Schmidt called the death penalty in Oregon “a failed policy” and called it racially biased, expensive and ineffective at deterring crime.
“I’ve always felt uncomfortable with the death penalty, but I never had to make the decision myself,” he told The Oregonian/OregonLive. “When I was contemplating running for district attorney, I knew I’d have to make a decision on it.”
He said Oregon hasn’t executed anyone in 22 years and has had a moratorium on the death penalty since 2011. Earlier this year, Gov. Kate Brown signed a bill narrowing the types of crimes for which someone could be sentenced to the death penalty. Still, Schmidt said, keeping the policy around is still costly.

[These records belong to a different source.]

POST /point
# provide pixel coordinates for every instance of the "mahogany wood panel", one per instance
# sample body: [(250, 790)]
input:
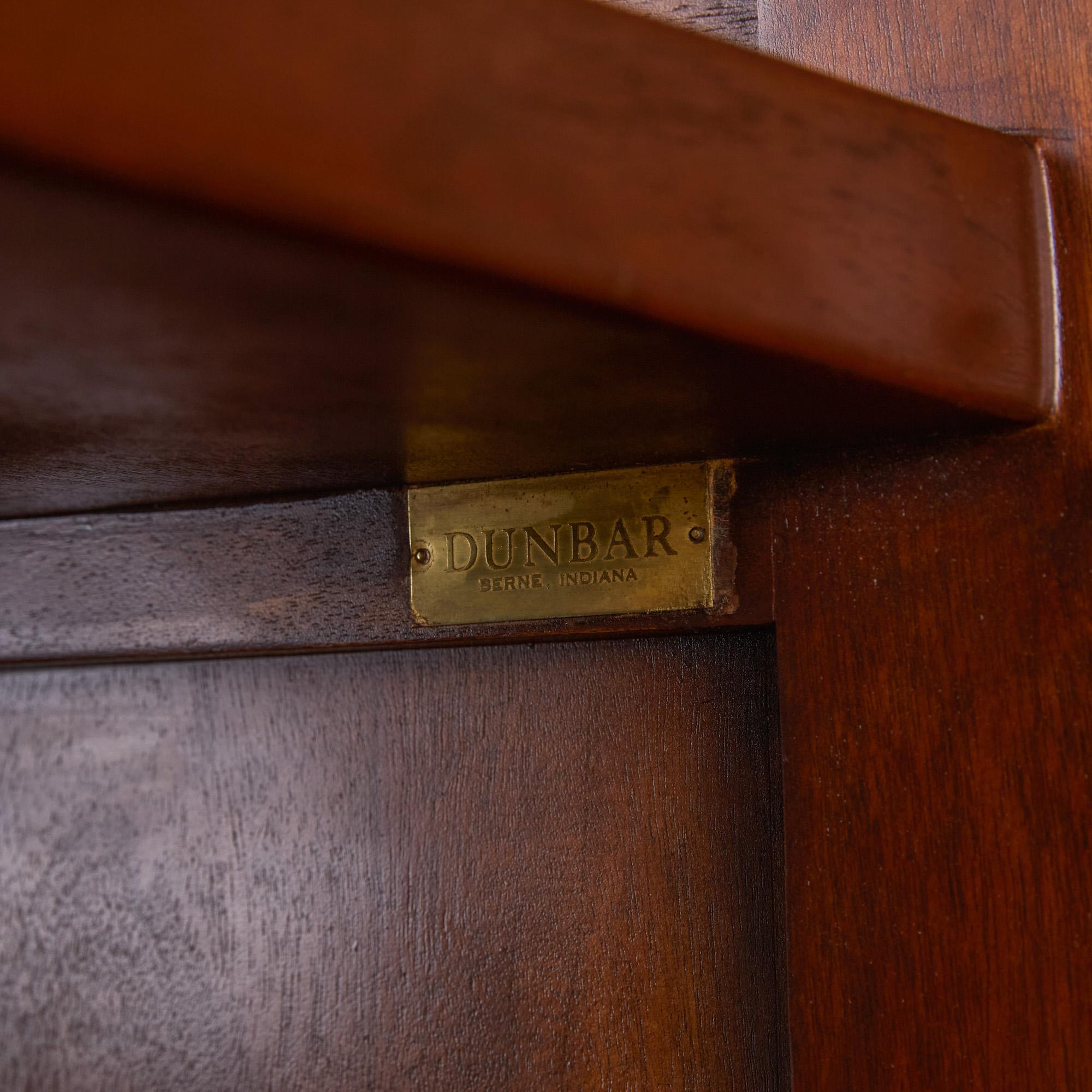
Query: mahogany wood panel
[(479, 869), (731, 20), (329, 573), (579, 149), (935, 649), (153, 353)]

“When the death penalty is on the table, the number of motions filed by the state and by the defense is way higher than cases where it’s not on the table,” he said. “The estimates I’ve seen with aggravated murder cases with the death penalty average $800,000 to $1 million — and that doesn’t even take into consideration if the person’s sentenced.”
Schmidt is currently the executive director of the Oregon Criminal Justice Commission, which coordinates millions of state dollars in “justice reinvestment” programs across Oregon. The programs aim to connect offenders with housing, mental health treatment and drug treatment, trying to reduce recidivism. A former prosecutor with Multnomah County, Schmidt said he left the district attorney’s office in early 2013 to take another job.
Schmidt is one of three people so far to publicly express interest in the position. The election is in May 2020.
Current district attorney Rod Underhill, who has been in the position for 6 1/2 years, announced in June that he would not seek a third term. Underhill has spent his entire career, a span of more than 30 years, as a Multnomah County prosecutor.